Zu acht hocken wir in Oberbayern auf rustikalen Holzstühlen in der Spitzingsee-Hütte des Deutschen Alpenvereins und lauschen dem Bergführer. An der Wand hängen Hirschgeweihe, an unseren Füßen stecken die almhüttenüblichen Filzpantoffeln. Rund 20 Prozent aller Europäer sind wie wir von Höhenangst betroffen, hat eine Studie ergeben. Es gibt Leute, die müssen stundenlange Umwege fahren, weil sie im Auto keine hohen Brücken überqueren können. Wir acht hier wollen, dass unsere Angst an Wucht verliert, dass sie uns weniger lähmt. Das kann uns in diesem viertägigen Seminar mit dem Flügel verleihenden Titel "Befreit nach oben – Höhenangst überwinden" gelingen, hat Haug gesagt: sofern wir uns ihr stellen. Er hat uns nicht versprochen, dass wir die Angst komplett verlieren werden. Sollen wir auch gar nicht. Sie ist lebensnotwendig, sie warnt vor Gefahr und wappnet uns automatisch, das Adrenalin erhöht die Konzentration, der steigende Puls und die schnellere Atmung machen den Körper kurzzeitig leistungsfähiger, um zu fliehen oder anzugreifen. Es kann auch sein, dass der Blutdruck sinkt und die Muskulatur steif wird. Das fördert die dritte potenziell sinnvolle Reaktion auf eine Gefahr: erstarren, warten, bis sie vorbeizieht oder Hilfe kommt. Das ist das Gefühl am Abgrund – dort, wo weder Kampf noch schnelles Rennen sinnvoll sind.

Angst ist also gut. Und wenn ich nach den folgenden drei Tagen etwas gelernt haben werde, dann das: Ich sollte etwas freundlicher zu ihr sein. Dann ist sie vielleicht selbst auch nicht mehr so zickig.

Tag 1: Hochmut kommt vor der Angst

Dieser Artikel stammt aus der ZEIT Nr. 9 vom 18.2.2016.

Der Berg kann das Wasser nicht halten. Es hat die ganze Nacht geregnet, wir wandern eine Straße hinauf, unten, gleich nach der Berghütte, tröpfelt ein Rinnsal den Fels hinunter, sanft und dünn, weiter oben das nächste, der sich eher ungestüm durch den Wald drängelt, der Berg ist womöglich etwas missgelaunt.
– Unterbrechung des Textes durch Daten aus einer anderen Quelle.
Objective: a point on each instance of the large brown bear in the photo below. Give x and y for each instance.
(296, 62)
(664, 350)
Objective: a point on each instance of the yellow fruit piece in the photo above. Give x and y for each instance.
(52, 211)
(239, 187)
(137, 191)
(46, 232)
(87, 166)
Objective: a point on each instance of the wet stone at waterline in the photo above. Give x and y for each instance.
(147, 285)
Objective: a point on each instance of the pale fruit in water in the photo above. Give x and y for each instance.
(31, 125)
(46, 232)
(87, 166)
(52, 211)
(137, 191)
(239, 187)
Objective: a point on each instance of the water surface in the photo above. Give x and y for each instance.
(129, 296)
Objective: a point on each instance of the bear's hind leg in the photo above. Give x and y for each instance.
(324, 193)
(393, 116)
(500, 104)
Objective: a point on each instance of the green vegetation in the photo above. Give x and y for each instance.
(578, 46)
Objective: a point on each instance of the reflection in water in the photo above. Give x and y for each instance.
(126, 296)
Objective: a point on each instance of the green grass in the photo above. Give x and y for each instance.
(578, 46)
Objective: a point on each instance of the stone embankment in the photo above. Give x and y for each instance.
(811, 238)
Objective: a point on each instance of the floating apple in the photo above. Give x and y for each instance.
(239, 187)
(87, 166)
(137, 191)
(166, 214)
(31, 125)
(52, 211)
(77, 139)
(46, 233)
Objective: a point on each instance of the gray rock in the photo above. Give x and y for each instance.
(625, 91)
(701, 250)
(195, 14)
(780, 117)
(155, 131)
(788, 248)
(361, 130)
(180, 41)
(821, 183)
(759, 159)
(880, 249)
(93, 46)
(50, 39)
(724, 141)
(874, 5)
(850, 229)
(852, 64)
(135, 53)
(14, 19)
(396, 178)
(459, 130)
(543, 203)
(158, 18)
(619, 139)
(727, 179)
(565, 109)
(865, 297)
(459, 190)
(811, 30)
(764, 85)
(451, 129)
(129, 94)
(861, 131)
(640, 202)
Heidi aus der Steiermark geht am Ende der Gruppe, vorsichtig, langsam, sie erzählt, dass sie die Berge ja liebe, genau wie ihr Mann, der sie auf die Hütte begleitet hat. Aber mit Heidi dauert eine Bergtour doppelt so lange, weil für sie alle Abhänge eine Herausforderung sind. Jeder hier hat seine eigene Angst und seine eigene Geschichte. Konrad aus Baden-Württemberg hat früher jeden Gipfel bestiegen, aber irgendwann kam die Angst wie ein lästiger Verwandter, der in die Nachbarschaft gezogen ist und einen nicht mehr in Ruhe lässt. Jede Woche zwingt Konrad sich auf einen Aussichtsturm, um der Angst tapfer ins Auge zu blicken, damit sie wieder abhaut, aber sie bleibt. Regina aus dem Rheinland fürchtet sich vor unsicheren Wegen, bei jedem Schritt auf unebenem Boden überlegt sie, welchen Knochen sie sich wohl brechen wird.

Der Weg ist asphaltiert. Dann eine Wiese vor einer bewirteten Almhütte. Wir machen Atem-, Dehnungs- und Achtsamkeitsübungen, die uns Haug am Vorabend erklärt hat, zum Beispiel beim Einatmen mitzählen und dann doppelt so lange ausatmen: Die Aufmerksamkeit verschiebt sich dadurch von der vermeintlichen Gefahr auf den Atem, und indem man darauf achtet, dass dieser langsamer fließt, fährt auch das vegetative Alarmsystem etwas herunter.